In the first quarter of this year, Allurion reported $14 million in revenue, a more than 10% increase compared to the same period in the prior year. The company aims to ramp up sales through a new commercialization alliance with medical device giant Medtronic. The deal signed in June enables Allurion to leverage Medtronic’s bariatric channels in Central and Eastern Europe, the Middle East, and Africa, Gaur said. Bariatric surgeons in these channels may use Allurion’s balloon and software for patients who don’t want to have surgery. For patients who do elect surgery, Allurion’s software may still be of additional help. The deal expands access to Allurion’s technology, whether it’s the balloon and the software or just the software, Gaur said.

Future partners could include large pharmaceutical companies, Gaur said. Patients who take GLP-1 drugs still need a nutritional or health coach to answer questions and guide the patient on what to eat and how to exercise.

“That’s all being done by human beings,” Gaur said. “What we’ve learned is through a large language model like GPT, you can create a coach that is trained on our weight loss program.

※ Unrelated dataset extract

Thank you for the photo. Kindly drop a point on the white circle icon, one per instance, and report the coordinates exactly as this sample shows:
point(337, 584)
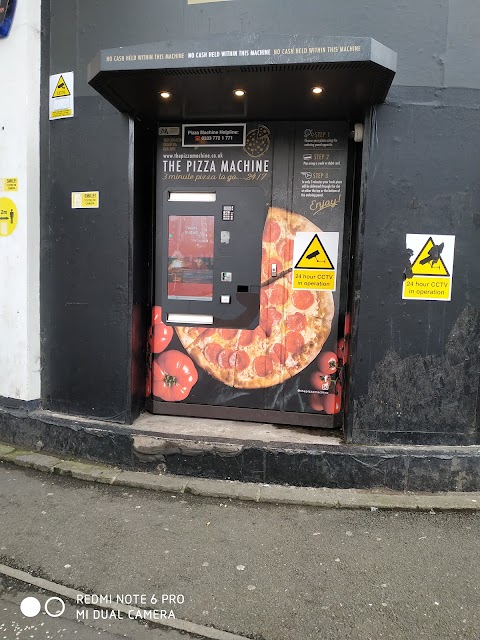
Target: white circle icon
point(30, 607)
point(58, 613)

Why not have a fully automated solution to triage requests, unlock more time and resources for humans?”

Allurion’s research includes developing a fully automated coach that could fill the role of a human but be available to users 24 hours a day, seven days a week. Gaur said this Allurion coach could potentially be used with obesity drugs as way to manage adverse effects and potentially enable lower dosing.

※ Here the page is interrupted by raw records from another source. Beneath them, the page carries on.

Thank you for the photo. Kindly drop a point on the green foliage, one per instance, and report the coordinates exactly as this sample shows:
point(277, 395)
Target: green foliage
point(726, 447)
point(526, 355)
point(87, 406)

The U.S. clinical trial underway has a targeted enrollment of 1,000 patients who will be followed for 48 weeks. The randomized and controlled open-label study has two main goals: showing the percentage of patients who lose more than 5% of their body weight and comparing total body weight loss in the Allurion balloon group to the weight loss in the control group treated with lifestyle interventions. The trial is evaluating only the balloon, not the Allurion software. The study is still enrolling patients but Allurion said in securities filings that it expects to seek FDA approval in 2024.

Allurion revealed in February its plans to go public in a SPAC deal. The amount of capital available to the company is not just cash from the accounts of merger partner Compute Health. The total also includes a private investment led by RTW Investments, and equity investments from Medtronic and former Medtronic CEO and current Compute Health board Chairman Omar Ishrak. Allurion also has synthetic royalty financing, a loan in which repayments are determined by future revenue, as well as a secured term loan from an affiliate of Fortress Investment Group. At some point if it so chooses, Allurion has the ability to tap into an additional $100 million through an equity facility with Chardan Capital Markets, an investment bank.

Gaur said Allurion will use the capital to expand commercialization of its weight loss system globally in the markets where it is approved and to support the regulatory work needed to secure approval in the U.S. Allurion will also continue investing in research and development of new technologies, such as those employing generative AI.